Scelto Ruben Amorim, nelle scorse ore il Milan ha anche ufficializzato quello che sarà l'organigramma societario che lavorerà al fianco del tecnico portoghese. Una scelta ben lontana da quella inizialmente pensata, ma che comunque garantisce quell'operatività che fino a questo momento non aveva permesso al club di cominciare a programmare la prossima stagione. Di questo ne hanno parlato sulle frequenze di TMW alcuni opinionisti, di seguito alcuni estratti.
Massimo Orlando: "Anche io avrei voluto Galliani o Rangnick. L'unica speranza è che queste persone nuove ci sorprendano. Il curriculum non ce l'hanno, di calcio ne hanno masticato veramente poco.
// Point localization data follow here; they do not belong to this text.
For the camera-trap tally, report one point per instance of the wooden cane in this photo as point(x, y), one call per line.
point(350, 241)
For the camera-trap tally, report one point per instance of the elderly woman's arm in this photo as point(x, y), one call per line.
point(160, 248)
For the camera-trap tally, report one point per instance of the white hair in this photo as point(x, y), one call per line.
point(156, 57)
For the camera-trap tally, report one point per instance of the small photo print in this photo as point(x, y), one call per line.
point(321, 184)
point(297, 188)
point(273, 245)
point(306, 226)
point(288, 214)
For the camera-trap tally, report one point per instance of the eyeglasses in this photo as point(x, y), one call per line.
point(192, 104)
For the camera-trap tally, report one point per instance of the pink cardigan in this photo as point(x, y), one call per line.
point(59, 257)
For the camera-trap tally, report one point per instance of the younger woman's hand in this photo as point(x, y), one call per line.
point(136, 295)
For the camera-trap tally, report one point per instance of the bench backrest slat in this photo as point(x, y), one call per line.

Se fossi un tifoso del Milan non sarei felice di questa situazione, e neanche tranquillo. Ma se riportano il Milan in una situazione che gli compete, allora ci sarà da applaudirli. Non c'è tanta fiducia, ma se ci smentiscono poi saremo tutti contenti".
Carlo Pellegatti: "Volevo Galliani, volevo Rangnick, mi piaceva anche l'ultima soluzione prospettata, invece è arrivata una rischiosissima, con personaggi che non hanno un curriculum dietro come gli altri. Gardiner è uno di scrivania ma vive sul compute. O sono i più furbi del mondo o i più incauti del mondo".